Updated 2010-09-08 04:08:31 by AMG

Named pipes on Unix edit

Adapted (read; ripped with some minor editing) from a Linux man-page: pipe (7)

Pipes and FIFOs (also known as named pipes) provide a unidirectional interprocess communication channel. A pipe has a read end and a write end. Data written to the write end of a pipe can be read from the read end of the pipe.

A FIFO (short for First In First Out) has a name within the file system, and is opened as a regular file. Any process may open a FIFO, assuming the file permissions allow it, and may then read or write to it as appropriate.

I/O on Pipes and FIFOs

The only difference between pipes and FIFOs is the manner in which they are created and opened. Once these tasks have been accomplished, I/O on pipes and FIFOs has exactly the same semantics.

The communication channel provided by a pipe is a byte stream: there is no concept of message boundaries.

Pipe Capacity

A pipe has a limited capacity. If the pipe is full, then a write will block or fail, depending on whether the pipe was opened in non-blocking mode. Different implementations have different limits for the pipe capacity.

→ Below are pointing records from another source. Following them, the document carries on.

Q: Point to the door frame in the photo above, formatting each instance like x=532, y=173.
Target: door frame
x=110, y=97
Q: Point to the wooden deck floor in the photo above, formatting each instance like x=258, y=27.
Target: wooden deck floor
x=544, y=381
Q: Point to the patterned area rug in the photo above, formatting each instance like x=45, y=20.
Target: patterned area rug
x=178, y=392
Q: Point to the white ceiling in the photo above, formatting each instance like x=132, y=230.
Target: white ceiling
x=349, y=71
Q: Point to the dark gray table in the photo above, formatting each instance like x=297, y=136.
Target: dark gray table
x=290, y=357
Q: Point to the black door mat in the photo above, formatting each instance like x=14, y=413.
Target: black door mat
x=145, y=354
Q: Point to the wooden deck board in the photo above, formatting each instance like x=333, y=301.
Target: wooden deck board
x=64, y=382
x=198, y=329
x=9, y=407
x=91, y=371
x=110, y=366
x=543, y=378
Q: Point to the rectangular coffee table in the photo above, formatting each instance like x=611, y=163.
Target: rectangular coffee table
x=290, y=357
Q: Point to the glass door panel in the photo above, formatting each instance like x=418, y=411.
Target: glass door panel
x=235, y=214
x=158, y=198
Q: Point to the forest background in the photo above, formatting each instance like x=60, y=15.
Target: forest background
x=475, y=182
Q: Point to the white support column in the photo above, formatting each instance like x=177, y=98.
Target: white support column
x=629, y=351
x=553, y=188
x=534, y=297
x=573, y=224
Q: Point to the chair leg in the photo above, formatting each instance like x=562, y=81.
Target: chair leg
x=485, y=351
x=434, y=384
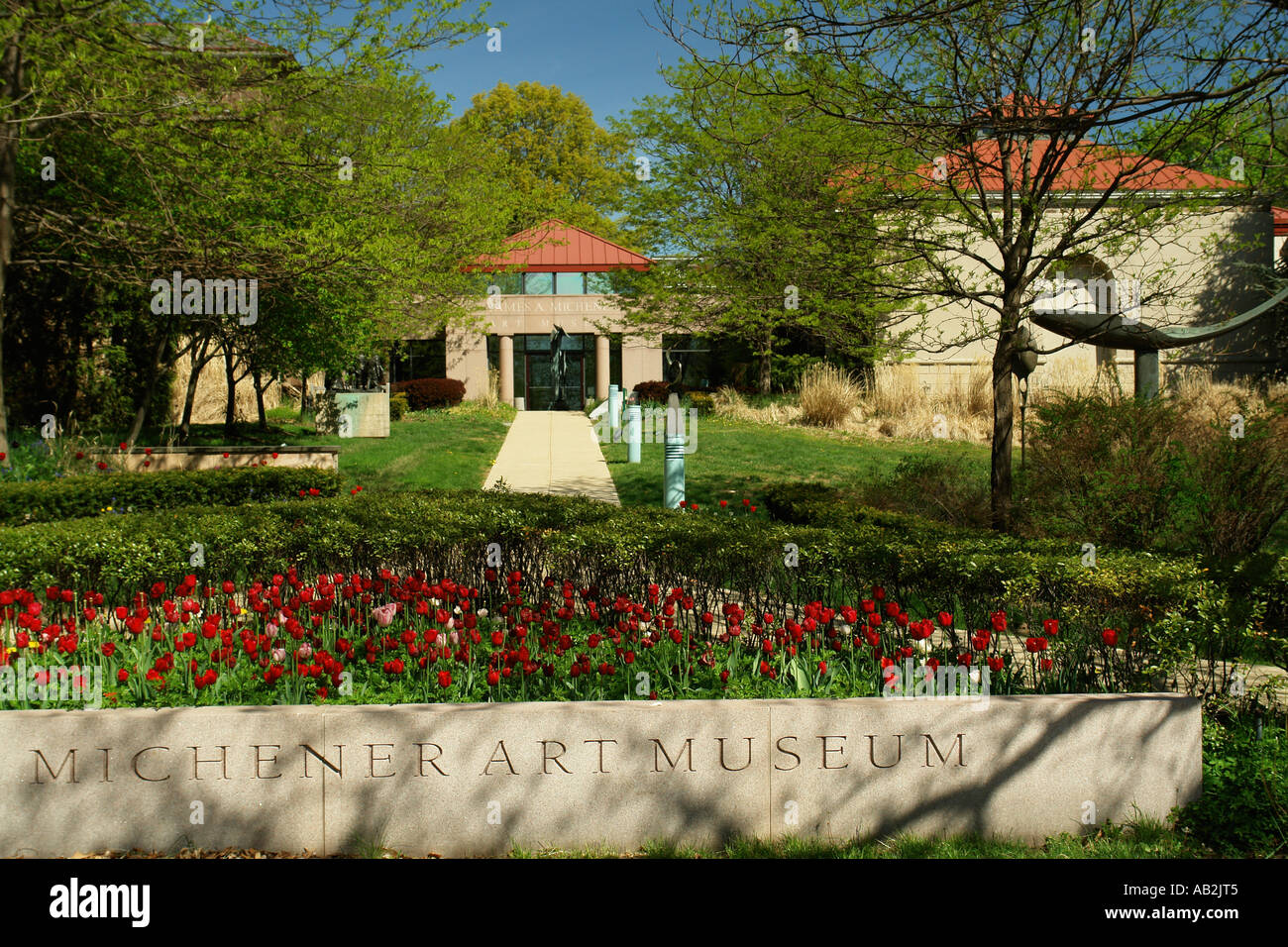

Applications should not rely on a particular capacity: an application should be designed so that a reading process consumes data as soon as it is available, so that a writing process does not remain blocked.

In Linux versions before 2.6.11, the capacity of a pipe was the same as the system page size (e.g., 4096 bytes on x86). Since Linux 2.6.11, the pipe capacity is 65536 bytes.

Portability notes

On some systems (but not Linux), pipes are bidirectional: data can be transmitted in both directions between the pipe ends. According to POSIX.1, pipes only need to be unidirectional. Portable applications should avoid reliance on bidirectional pipe semantics.

Named pipes on Windows edit

Windows also supports named pipes, albeit with different semantics. TWAPI provides commands [1] for communicating over named pipes from Tcl.